Insomma, quello che poteva rivelarsi un fallimento totale dati i più o meno riusciti esperimenti solisti della Fase Uno, si è rivelato col tempo uno dei migliori cinecomic di sempre e un film spartiacque che ha rivoluzionato il cinema d’intrattenimento al pari dei suoi illustri predecessori autoriali della Silver Age, ma anche di perle come Guerre Stellari e Jurassic Park.
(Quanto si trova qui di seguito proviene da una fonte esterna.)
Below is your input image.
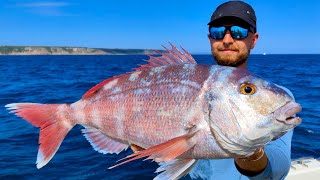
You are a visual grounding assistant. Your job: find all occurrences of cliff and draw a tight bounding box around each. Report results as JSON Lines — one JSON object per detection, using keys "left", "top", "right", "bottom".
{"left": 0, "top": 46, "right": 166, "bottom": 55}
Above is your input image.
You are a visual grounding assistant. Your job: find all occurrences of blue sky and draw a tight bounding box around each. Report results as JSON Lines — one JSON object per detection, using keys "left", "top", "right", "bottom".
{"left": 1, "top": 0, "right": 319, "bottom": 54}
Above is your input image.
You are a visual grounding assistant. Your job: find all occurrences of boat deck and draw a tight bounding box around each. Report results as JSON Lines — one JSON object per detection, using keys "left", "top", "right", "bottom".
{"left": 287, "top": 158, "right": 320, "bottom": 179}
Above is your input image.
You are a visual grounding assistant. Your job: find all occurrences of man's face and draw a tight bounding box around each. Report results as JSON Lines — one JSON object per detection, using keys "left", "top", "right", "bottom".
{"left": 208, "top": 22, "right": 259, "bottom": 68}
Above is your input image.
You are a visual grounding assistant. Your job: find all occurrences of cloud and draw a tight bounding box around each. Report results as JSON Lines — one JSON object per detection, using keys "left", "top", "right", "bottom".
{"left": 16, "top": 1, "right": 78, "bottom": 16}
{"left": 18, "top": 2, "right": 71, "bottom": 8}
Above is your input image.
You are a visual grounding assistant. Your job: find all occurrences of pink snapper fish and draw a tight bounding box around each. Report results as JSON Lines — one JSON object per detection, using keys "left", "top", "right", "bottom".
{"left": 6, "top": 44, "right": 302, "bottom": 179}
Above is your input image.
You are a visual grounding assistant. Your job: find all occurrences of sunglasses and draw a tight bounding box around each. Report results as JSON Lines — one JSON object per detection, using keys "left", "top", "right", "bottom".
{"left": 209, "top": 26, "right": 254, "bottom": 40}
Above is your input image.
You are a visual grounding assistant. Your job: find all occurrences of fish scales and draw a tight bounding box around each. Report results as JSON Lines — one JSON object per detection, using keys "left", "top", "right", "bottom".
{"left": 80, "top": 64, "right": 211, "bottom": 148}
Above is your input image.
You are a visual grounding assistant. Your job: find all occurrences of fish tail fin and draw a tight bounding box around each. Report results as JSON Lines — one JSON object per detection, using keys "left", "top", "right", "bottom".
{"left": 5, "top": 103, "right": 74, "bottom": 168}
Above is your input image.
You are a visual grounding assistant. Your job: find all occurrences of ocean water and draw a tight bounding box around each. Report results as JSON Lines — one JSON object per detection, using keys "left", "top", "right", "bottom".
{"left": 0, "top": 54, "right": 319, "bottom": 179}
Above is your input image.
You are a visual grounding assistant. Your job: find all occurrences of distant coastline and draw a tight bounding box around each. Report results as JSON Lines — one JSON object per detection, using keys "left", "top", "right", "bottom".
{"left": 0, "top": 46, "right": 166, "bottom": 55}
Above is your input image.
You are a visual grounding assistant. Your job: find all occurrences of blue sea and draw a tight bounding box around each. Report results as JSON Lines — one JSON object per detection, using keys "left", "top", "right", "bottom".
{"left": 0, "top": 54, "right": 319, "bottom": 179}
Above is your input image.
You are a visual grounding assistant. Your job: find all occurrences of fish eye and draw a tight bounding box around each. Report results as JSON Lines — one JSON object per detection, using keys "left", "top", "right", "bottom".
{"left": 240, "top": 83, "right": 256, "bottom": 95}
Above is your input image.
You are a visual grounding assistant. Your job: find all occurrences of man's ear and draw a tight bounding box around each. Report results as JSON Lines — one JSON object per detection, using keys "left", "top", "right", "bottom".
{"left": 251, "top": 33, "right": 259, "bottom": 49}
{"left": 208, "top": 34, "right": 214, "bottom": 44}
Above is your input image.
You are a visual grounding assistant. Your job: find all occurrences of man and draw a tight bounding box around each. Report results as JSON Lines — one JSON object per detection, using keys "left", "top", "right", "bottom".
{"left": 188, "top": 1, "right": 294, "bottom": 179}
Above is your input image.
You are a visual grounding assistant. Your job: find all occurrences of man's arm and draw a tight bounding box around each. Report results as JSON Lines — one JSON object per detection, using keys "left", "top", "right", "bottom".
{"left": 235, "top": 129, "right": 293, "bottom": 179}
{"left": 234, "top": 147, "right": 268, "bottom": 176}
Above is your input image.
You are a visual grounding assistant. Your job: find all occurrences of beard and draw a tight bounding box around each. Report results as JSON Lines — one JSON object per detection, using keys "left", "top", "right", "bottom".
{"left": 213, "top": 49, "right": 250, "bottom": 67}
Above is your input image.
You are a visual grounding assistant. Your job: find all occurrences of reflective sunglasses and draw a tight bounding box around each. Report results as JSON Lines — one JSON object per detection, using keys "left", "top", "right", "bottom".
{"left": 209, "top": 26, "right": 254, "bottom": 40}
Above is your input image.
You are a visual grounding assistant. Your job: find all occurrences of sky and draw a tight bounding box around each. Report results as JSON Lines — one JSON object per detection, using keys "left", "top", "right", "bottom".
{"left": 1, "top": 0, "right": 319, "bottom": 54}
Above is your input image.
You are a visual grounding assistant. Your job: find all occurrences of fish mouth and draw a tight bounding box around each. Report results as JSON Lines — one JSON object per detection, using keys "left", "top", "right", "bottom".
{"left": 273, "top": 101, "right": 302, "bottom": 125}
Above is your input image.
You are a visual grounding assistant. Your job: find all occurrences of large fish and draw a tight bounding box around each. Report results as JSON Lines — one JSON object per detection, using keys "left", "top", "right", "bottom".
{"left": 6, "top": 44, "right": 302, "bottom": 179}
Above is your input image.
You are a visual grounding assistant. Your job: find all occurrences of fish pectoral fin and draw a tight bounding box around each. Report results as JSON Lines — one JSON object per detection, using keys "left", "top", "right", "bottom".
{"left": 82, "top": 126, "right": 129, "bottom": 154}
{"left": 154, "top": 159, "right": 198, "bottom": 180}
{"left": 109, "top": 128, "right": 199, "bottom": 169}
{"left": 130, "top": 144, "right": 145, "bottom": 152}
Nel bene e nel male, dal 2012 in poi si è settato un nuovo canone drammaturgico e produttivo di fare blockbuster e il vero inizio dell’impero commerciale di Feige, che grazie al reclutamento di un ottimo mestierante come Joss Whedon, ha compiuto l’impossibile potendo così vivere di rendita per i prossimi decenni col suo marchio, anche quando gli stessi film corali degli Avengers successivi non son più riusciti ad eguagliare la perfezione del capostipite. A giustificazione di ciò, basti analizzare il finale del film, in cui Nick Fury prende la parola di fronte ai capoccia dello SHIELD nel raccontare le gesta leggendarie degli Avengers, in cui il montaggio alterna il suo epico discorso di chiusura – sulle note della splendida colonna sonora di Alan Silvestri – al congedo dei vari Avengers che, non parlando ed esprimendosi solo con l’ausilio della loro gestualità e dell’espressività dei loro volti, fuggono verso destini ignoti per un meritato riposo in barba al governo americano con tutte le sue macchinazioni. 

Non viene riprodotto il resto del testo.